Early Lightcurves of Type Ia Supernovae are Consistent with Nondegenerate Progenitor Companions

TL;DR

This study analyzes early lightcurves of nearby Type Ia supernovae with multiwavelength data, finding some blue excesses but no strong evidence to favor nondegenerate companions as the main progenitors.

Contribution

It provides an unbiased, multiwavelength dataset of nine SNe Ia with early observations, challenging previous claims about their early color diversity and progenitor systems.

Findings

Three of nine SNe Ia show early blue excesses.

No significant statistical evidence against single-degenerate progenitors.

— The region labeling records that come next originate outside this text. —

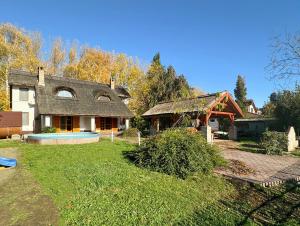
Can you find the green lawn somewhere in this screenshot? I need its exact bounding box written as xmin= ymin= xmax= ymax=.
xmin=0 ymin=140 xmax=300 ymax=225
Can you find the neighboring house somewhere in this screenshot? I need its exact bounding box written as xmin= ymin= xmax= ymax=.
xmin=143 ymin=91 xmax=243 ymax=133
xmin=8 ymin=68 xmax=133 ymax=133
xmin=244 ymin=99 xmax=260 ymax=114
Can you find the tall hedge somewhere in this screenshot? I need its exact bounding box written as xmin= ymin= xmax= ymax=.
xmin=130 ymin=128 xmax=224 ymax=179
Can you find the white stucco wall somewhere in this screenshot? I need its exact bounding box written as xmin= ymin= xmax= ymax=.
xmin=12 ymin=86 xmax=35 ymax=131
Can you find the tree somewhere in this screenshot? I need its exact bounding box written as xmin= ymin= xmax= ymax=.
xmin=48 ymin=38 xmax=66 ymax=75
xmin=147 ymin=53 xmax=191 ymax=108
xmin=263 ymin=85 xmax=300 ymax=132
xmin=267 ymin=34 xmax=300 ymax=79
xmin=234 ymin=75 xmax=247 ymax=110
xmin=0 ymin=24 xmax=42 ymax=110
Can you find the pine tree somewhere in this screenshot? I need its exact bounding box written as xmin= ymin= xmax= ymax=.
xmin=234 ymin=75 xmax=247 ymax=110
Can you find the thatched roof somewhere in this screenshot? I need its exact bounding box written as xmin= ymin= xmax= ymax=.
xmin=9 ymin=71 xmax=133 ymax=117
xmin=143 ymin=92 xmax=225 ymax=116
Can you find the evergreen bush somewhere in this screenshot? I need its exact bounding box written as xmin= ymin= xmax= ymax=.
xmin=131 ymin=128 xmax=224 ymax=179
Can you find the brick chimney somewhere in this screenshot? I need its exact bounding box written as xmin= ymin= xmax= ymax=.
xmin=38 ymin=67 xmax=45 ymax=86
xmin=110 ymin=75 xmax=115 ymax=89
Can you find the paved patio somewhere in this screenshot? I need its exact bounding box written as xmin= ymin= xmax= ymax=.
xmin=215 ymin=140 xmax=300 ymax=186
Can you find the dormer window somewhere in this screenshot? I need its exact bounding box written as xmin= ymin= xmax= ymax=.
xmin=56 ymin=88 xmax=75 ymax=98
xmin=19 ymin=88 xmax=28 ymax=101
xmin=97 ymin=95 xmax=111 ymax=102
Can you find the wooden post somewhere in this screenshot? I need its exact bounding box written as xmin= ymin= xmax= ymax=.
xmin=138 ymin=131 xmax=141 ymax=146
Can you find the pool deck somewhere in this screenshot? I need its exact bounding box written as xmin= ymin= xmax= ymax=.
xmin=27 ymin=133 xmax=100 ymax=145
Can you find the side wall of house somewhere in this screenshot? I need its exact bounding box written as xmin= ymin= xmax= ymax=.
xmin=11 ymin=86 xmax=36 ymax=132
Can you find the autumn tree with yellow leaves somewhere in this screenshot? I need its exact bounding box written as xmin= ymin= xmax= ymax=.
xmin=0 ymin=24 xmax=42 ymax=110
xmin=0 ymin=24 xmax=190 ymax=118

Most SNe Ia are near-UV-blue, contrary to earlier studies.

Abstract

If Type Ia supernovae (SNe~Ia) result from a white dwarf being ignited by Roche lobe overflow from a nondegenerate companion, then as the supernova explosion runs into the companion star its ejecta will be shocked, causing an early blue excess in the lightcurve. A handful of these excesses have been found in single-object studies, but inferences about the population of SNe~Ia as a whole have been limited because of the rarity of multiwavelength followup within days of explosion. Here we present a three-year investigation yielding an unbiased sample of nine nearby ($z<0.01$) SNe~Ia with exemplary early data. The data are truly multiwavelength, covering $UBVgri$ and Swift bandpasses, and also early, with an average first epoch 16.0 days before maximum light. Of the nine objects, three show early blue excesses. We do not find enough statistical evidence to reject the null hypothesis that SNe~Ia predominantly arise from Roche-lobe-overflowing single-degenerate systems ($p=0.94$). When looking at the objects' colors, we find the objects are almost uniformly near-UV-blue, in contrast to earlier literature samples which found that only a third of SNe~Ia are near-UV-blue, and we find a seemingly continuous range of $B-V$ colors in the days after explosion, again in contrast with earlier claims in the literature. This study highlights the importance of early, truly multiwavelength, high-cadence data in determining the progenitor systems of SNe~Ia and in revealing their diverse early behavior.